Proibições e impactos imediatos
Com a decisão, a Flybondi fica impedida de vender passagens para destinos brasileiros que ainda não são efetivamente atendidos por sua operação: Florianópolis (SC), Maceió (AL) e Salvador (BA). Além disso, a companhia não poderá ampliar a malha aérea cadastrada junto à Anac, o que significa que está proibida de incluir novos destinos, frequências ou operações no Brasil. A agência também determinou a suspensão da venda de passagens para a rota Buenos Aires–Rio de Janeiro (Galeão) a partir de 3 de agosto de 2026, caso a empresa não comprove, até essa data, a adoção de ajustes operacionais capazes de garantir a regularidade do serviço.
Motivos da decisão regulatória
De acordo com a Anac, o monitoramento das operações identificou uma sequência de cancelamentos de voos, divergências entre a programação cadastrada e os voos efetivamente realizados, e um aumento no número de reclamações de passageiros. Os dados analisados pela agência também indicam queda contínua na quantidade de operações realizadas pela companhia ao longo de 2026 e aumento dos cancelamentos. A fiscalização apontou ainda problemas relacionados ao atendimento aos consumidores, incluindo dificuldades nos canais de comunicação, reclamações sobre reembolsos, alterações de voos e assistência a passageiros afetados.

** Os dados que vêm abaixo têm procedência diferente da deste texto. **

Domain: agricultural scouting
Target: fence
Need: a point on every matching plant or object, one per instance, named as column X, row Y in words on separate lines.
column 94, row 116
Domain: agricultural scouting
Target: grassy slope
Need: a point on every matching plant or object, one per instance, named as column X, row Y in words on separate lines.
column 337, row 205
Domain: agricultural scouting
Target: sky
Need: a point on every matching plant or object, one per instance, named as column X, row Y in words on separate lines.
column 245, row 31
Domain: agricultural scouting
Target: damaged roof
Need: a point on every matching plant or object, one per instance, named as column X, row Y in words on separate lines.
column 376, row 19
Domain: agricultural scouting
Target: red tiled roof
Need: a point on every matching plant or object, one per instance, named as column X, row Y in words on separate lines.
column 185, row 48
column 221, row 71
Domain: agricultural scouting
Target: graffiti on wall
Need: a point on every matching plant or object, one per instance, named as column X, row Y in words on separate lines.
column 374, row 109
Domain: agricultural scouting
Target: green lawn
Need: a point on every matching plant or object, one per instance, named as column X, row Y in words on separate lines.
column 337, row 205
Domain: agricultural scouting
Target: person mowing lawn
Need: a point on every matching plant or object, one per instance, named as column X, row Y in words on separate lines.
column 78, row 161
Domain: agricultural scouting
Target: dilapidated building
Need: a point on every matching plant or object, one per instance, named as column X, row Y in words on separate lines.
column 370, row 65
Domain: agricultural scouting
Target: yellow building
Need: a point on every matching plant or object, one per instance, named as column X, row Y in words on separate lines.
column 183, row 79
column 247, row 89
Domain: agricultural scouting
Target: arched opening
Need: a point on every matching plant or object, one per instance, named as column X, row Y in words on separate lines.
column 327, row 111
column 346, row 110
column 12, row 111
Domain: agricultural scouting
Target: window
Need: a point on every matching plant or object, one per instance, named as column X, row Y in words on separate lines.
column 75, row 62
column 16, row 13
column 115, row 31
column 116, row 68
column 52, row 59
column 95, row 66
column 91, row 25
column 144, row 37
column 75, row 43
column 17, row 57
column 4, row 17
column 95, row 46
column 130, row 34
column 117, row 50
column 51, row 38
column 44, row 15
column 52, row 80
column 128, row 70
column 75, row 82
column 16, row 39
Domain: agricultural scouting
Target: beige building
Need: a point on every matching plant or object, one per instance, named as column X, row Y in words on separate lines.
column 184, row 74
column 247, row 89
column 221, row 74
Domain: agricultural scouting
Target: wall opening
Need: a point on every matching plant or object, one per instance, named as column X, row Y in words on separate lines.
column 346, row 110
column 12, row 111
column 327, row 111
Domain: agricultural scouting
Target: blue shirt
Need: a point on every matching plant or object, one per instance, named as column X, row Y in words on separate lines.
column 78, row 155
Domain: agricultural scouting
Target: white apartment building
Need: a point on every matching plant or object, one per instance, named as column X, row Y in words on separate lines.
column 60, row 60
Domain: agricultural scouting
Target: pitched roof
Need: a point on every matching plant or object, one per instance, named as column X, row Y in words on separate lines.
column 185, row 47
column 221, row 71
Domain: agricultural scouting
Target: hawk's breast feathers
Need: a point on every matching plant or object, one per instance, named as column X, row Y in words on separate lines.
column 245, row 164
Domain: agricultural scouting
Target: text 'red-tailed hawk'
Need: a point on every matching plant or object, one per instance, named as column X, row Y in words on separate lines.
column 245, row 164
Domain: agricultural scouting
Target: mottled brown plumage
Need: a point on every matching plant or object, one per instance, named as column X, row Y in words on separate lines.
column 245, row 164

Passagens já emitidas e direitos dos passageiros
A decisão não afeta as passagens já compradas pelos passageiros. Em caso de cancelamento de voo, a Flybondi continua responsável pela assistência aos clientes e por oferecer opções de reacomodação gratuita ou reembolso integral. Segundo a Anac, o reembolso deve ser feito em até sete dias após a solicitação. A agência reforça que a companhia deve cumprir todas as obrigações com os consumidores que já adquiriram bilhetes.
Possibilidade de revisão da medida
A Anac informou que a restrição poderá ser revista ou revogada caso a companhia apresente medidas capazes de restabelecer a regularidade das operações e afastar os riscos identificados pela fiscalização. A análise levará em conta documentos e informações que comprovem capacidade operacional, atendimento adequado aos passageiros e cumprimento das obrigações regulatórias. A Flybondi, uma companhia aérea de baixo custo da Argentina, opera rotas entre cidades argentinas e destinos brasileiros e já foi alvo de medidas da Anac anteriormente relacionadas a atrasos e cancelamentos.